На некотором расстоянии от замыкающих караван лошадей беспорядочной, задыхающейся толпой шли родители и родственники детей, увозимых затем, чтобы на чужбине, обрезанные и обращенные в мусульманство, они навсегда позабыли свою веру, свой край и всю жизнь служили Турецкой империи в янычарских отрядах, а может, на каких-нибудь и более высоких должностях. В большинстве это были женщины — матери, бабки и сестры отобранных мальчиков. Когда женщины приближались слишком близко, верховые охранники с гиканьем и свистом врезались в толпу и разгоняли ее ударами хлыстов. Женщины разбегались и прятались в лесу у дороги, но вскоре снова собирались и тянулись за караваном, стараясь полными слез глазами еще раз увидеть над корзиной голову отнятого ребенка. Особенно упорны и неотступны были матери. Они неслись, не разбирая дороги, косматые, растерзанные, обезумевшие, причитали и приговаривали, как над покойником, голосили, как невменяемые, а многие выли, подобно роженицам, и, слепые от слез, лезли прямо под плети конвойных и в ответ на каждый удар исступленно твердили: «Куда вы его везете? Куда вы его уводите от меня?» Некоторые пытались дозваться своего сына и в двух словах послать ему последний наказ, последнее напутствие перед разлукой:

— Раде, сыночек мой, не забывай свою мать…

— Илия, Илия, Илия! — непрестанно выкрикивала одна женщина, безумным взглядом отыскивая вдали столь хорошо знакомую, дорогую голову сына, словно хотела заставить его затвердить это имя, которое через какие-нибудь несколько дней будет отнято у него навсегда.

Но путь долог, земля тверда, и тело слабо, а султановы слуги жестоки и безжалостны. Мало-помалу измученные, гонимые ударами женщины, выбившись из сил, одна за другой отставали от каравана, поняв всю тщету своих усилий.
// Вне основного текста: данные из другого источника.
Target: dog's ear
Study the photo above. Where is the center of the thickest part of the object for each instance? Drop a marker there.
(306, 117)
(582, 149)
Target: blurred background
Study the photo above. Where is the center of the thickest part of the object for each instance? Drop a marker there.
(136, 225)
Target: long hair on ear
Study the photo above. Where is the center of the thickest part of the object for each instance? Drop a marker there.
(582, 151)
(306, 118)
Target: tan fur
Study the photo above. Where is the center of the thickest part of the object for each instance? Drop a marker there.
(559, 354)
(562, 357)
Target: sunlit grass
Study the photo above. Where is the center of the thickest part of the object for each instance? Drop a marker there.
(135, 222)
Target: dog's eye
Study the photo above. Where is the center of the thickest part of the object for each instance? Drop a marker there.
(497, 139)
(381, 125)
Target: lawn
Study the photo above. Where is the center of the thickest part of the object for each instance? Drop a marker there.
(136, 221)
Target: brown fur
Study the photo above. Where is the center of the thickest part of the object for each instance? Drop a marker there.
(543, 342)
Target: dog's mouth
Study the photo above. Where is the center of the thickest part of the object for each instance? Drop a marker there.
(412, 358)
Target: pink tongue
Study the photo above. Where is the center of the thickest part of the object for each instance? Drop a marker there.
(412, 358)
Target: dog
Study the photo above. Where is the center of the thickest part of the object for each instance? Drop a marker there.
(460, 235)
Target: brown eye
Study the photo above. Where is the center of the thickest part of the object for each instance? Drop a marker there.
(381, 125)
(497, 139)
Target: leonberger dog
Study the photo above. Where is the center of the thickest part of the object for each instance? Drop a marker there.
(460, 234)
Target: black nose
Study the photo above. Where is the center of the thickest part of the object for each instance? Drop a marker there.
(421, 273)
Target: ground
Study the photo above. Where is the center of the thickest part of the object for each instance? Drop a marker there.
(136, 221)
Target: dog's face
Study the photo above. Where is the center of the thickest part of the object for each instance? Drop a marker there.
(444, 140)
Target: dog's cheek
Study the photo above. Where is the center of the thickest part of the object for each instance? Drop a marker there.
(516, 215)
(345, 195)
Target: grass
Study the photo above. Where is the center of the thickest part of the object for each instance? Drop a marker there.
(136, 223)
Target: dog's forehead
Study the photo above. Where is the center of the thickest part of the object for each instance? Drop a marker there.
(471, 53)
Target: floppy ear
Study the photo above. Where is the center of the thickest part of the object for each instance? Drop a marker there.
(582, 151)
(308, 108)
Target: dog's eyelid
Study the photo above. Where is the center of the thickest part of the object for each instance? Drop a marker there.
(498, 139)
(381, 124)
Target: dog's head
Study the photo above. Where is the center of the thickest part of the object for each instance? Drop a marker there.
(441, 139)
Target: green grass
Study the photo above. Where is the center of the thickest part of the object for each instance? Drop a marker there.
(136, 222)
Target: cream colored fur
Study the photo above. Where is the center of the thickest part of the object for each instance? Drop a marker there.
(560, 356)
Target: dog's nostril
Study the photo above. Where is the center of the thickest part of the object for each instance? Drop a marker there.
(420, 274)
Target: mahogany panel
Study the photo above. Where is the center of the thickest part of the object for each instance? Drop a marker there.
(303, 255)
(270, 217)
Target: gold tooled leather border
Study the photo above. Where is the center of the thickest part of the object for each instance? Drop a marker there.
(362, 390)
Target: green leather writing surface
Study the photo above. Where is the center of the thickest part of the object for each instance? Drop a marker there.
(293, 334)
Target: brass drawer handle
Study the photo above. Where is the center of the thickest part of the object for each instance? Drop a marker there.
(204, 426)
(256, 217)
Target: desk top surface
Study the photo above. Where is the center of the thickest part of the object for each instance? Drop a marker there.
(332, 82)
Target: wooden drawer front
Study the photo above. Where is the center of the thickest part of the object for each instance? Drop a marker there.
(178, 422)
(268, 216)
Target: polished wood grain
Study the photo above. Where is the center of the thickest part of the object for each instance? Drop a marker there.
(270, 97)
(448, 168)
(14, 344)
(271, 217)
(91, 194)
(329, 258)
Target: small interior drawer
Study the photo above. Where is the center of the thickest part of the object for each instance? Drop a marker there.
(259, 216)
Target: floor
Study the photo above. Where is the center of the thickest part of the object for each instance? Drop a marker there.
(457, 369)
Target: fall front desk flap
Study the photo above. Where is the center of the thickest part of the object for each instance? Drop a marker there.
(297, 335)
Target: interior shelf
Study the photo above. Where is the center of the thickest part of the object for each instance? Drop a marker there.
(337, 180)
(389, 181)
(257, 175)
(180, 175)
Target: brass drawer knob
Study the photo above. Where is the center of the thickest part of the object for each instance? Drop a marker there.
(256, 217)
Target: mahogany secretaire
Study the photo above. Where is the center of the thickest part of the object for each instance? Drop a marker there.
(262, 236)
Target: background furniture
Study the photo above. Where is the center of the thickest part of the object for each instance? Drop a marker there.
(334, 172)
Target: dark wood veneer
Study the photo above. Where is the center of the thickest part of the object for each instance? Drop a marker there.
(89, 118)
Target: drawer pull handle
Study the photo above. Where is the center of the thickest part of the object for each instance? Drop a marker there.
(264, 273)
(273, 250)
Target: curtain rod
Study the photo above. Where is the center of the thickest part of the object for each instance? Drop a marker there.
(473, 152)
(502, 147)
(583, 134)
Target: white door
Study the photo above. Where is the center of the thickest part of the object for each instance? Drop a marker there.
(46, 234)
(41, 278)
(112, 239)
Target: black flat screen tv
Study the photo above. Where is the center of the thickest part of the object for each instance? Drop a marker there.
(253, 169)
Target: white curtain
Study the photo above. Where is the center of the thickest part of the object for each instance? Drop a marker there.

У вышеградского парома отступились и самые упорные, так как на паром не пускали, а иначе переправиться через реку было нельзя. Здесь они могли без помех сидеть и плакать, потому что больше их никто не гнал. Окаменев, не чувствуя ни холода, ни голода, ни жажды, они ждали, пока на другом берегу реки еще раз не появится растянутая вереница вьючных лошадей и верховых, уходившая в сторону Дубруна, и в ней в последний раз не мелькнет образ родного дитяти, навсегда исчезающий из глаз.